How to free Belarus from tyranny: Repressions and cultural resistance

     

A court in Belarus on Thursday sentenced a reporter for the now-closed local edition of one of Russia’s most popular newspapers to three years in prison for insulting the country’s authoritarian leader, AP reports:

Hienadz Mazheyka was sentenced for a 2021 article in Komsomolskaya Pravda that cited an acquaintance of a man killed in a police raid as speaking favorably of him. The story angered President Alexander Lukashenko, who has suppressed opposition and criticism with increasing severity….. The Belarusian Association of Journalists says there are 36 journalists either imprisoned or in detention awaiting trial.

“The situation with free speech in Belarus is the worst in Europe and the retaliation against Mazheyka only confirms that,” said journalists’ association head Andrei Bastunets.

Sviatlana Tsikhanouskaya invites you to join the International Day of Solidarity with Belarus on March 25.

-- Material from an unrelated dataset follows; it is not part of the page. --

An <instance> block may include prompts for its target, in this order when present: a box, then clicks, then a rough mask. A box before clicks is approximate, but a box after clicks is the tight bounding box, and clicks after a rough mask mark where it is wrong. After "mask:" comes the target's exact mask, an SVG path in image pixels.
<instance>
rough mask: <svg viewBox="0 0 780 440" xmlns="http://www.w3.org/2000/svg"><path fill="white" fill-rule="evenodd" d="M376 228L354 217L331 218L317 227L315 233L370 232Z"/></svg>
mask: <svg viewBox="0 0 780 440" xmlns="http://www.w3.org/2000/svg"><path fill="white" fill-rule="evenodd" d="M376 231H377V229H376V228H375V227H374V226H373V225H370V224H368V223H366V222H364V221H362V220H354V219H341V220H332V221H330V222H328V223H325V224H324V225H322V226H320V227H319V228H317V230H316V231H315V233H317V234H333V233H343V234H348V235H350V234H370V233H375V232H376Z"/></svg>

Some 37 participating States today invoked the OSCE’s Moscow Mechanism over deteriorating human rights in Belarus.

“This new invocation will establish an expert mission to look into the human rights situation in Belarus and mounting evidence of the Lukashenka regime’s brutal crackdown on all elements of Belarusian society since 2020, as well as allegations of serious abuses linked to the Lukashenka regime’s complicity in Russia’s war of aggression against Ukraine,” said the US State Department’s Vedant Patel. “The expert mission will have a mandate to assess Belarus’s adherence to its OSCE commitments and how the Lukashenka regime’s actions may have adversely affected Belarus’s civil society, press freedoms, the rule of law, and the ability of democratic processes and institutions to function.”

This week’s Kalinowski Conference discussed the future of Belarus as well as the importance of upholding democratic values in the face of authoritarianism, Euro-Atlantic integration and democratic development in the region.

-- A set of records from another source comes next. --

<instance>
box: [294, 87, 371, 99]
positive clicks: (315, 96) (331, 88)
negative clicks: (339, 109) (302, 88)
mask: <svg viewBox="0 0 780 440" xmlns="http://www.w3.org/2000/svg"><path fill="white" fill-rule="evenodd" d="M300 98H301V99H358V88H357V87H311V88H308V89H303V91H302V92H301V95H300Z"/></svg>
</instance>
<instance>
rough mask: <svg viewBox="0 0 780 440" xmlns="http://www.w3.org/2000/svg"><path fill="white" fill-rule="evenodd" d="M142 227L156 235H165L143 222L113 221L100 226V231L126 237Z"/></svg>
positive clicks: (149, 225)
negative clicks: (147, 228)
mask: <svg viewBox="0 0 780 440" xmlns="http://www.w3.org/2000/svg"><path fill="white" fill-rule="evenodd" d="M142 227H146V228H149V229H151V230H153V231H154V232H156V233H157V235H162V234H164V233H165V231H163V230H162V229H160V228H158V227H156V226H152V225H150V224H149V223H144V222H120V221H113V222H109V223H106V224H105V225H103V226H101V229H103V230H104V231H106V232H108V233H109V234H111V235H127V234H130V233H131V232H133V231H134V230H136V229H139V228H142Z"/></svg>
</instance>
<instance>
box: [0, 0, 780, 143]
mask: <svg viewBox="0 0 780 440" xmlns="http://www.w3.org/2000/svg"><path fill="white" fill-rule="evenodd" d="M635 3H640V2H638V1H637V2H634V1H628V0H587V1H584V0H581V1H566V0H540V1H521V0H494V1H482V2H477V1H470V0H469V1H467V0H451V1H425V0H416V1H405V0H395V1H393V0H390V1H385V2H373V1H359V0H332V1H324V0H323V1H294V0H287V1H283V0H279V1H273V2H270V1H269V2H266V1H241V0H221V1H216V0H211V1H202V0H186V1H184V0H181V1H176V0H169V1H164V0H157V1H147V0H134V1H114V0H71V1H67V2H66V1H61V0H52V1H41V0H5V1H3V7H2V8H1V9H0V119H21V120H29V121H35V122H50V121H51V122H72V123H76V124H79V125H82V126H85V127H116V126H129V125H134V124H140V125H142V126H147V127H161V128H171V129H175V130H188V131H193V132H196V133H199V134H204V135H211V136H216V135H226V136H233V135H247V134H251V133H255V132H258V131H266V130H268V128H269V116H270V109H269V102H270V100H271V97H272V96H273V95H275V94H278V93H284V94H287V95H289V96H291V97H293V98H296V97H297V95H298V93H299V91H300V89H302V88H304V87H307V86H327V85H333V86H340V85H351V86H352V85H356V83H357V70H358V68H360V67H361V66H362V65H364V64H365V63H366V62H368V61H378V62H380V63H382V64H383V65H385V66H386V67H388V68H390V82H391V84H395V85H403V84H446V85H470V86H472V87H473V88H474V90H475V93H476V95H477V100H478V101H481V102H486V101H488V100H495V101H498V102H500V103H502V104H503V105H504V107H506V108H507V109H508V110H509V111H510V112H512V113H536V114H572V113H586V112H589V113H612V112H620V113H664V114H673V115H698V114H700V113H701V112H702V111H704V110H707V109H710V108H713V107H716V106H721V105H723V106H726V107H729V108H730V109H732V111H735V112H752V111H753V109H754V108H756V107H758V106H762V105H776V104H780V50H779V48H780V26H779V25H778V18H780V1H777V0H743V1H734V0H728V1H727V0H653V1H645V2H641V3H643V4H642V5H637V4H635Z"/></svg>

Belarusian opposition leader Sviatlana Tsikhanouskaya tells the Atlantic Council how the West can support freedom and self-determination in Belarus and describes the effect of Russia’s invasion of Ukraine on the Belarusian democratic opposition and civil society (above).

President Alexander Lukashenko has ramped up his brutal repression with a series of raids on opposition leaders and a string of politically motivated jailings that has led the UN to accuse his regime of “crimes against humanity,” according to BNE Intelligence:

The Ministry of Internal Affairs conducted over a 100 searches as part of the sweep looking for “terrorists” that was ordered by Lukashenko after a recent attack damaged a Russian long-range radar aircraft A-50 stationed at the Machulishchy airfield outside Minsk.

This month, both the ILO Governing Body and the UN High Commissioner for Human Rights (OHCHR) have made strong statements on the human rights situation in Belarus, calling on the government to stop persecuting those involved in independent trade unions in the country, Industriall adds.

What to Make of the Escalating Repressions in Belarus? analyst asks in the Eurasia Daily Monitor.

The American Enterprise Institute for Public Policy Research hosts a discussion on “The Fight for European Democracy” with Sviatlana Tsikhanouskaya, Belarus opposition leader; and Antonia Ferrier, vice president of external affairs at the International Republican Institute.

4 p.m. March 27, 2023. AEI, 1789 Massachusetts Avenue NW, Auditorium, Washington, D.C. RSVP

The cultural sphere in Belarus is facing unrelenting repressions. From arrests of cultural figures to attacks on the Belarusian language and traditions, the level of repressions and cultural destruction have not decreased since 2020, the Research Center of Sviatlana Tsikhanouskaya observes. Dozens of cultural workers remain behind the bars, hundreds were forced to flee. Many cultural civil society organisations were liquidated. Nevertheless, in the context of continuous repressions and war, a resistance movement empowered by artists, writers, and musicians persists. These experiences and practices of cultural resistance have deep historical roots.

How do Belarusians inside and abroad fight for their cultural and historical heritage? To what extent is the current period of Belarusian resistance comparable with earlier periods, including the Soviet times? How do culture and art help to resist the dictatorship? What support do cultural workers need and what challenges do they face? Finally, what could be their role in overcoming the trauma of repressions and exile today and in post-authoritarian Belarus? These and other questions will be discussed in a panel discussion organised by the Oxford Belarus Observatory, in partnership with the Research Center of Sviatlana Tsikhanouskaya Office, and the IGSD, University of Warwick.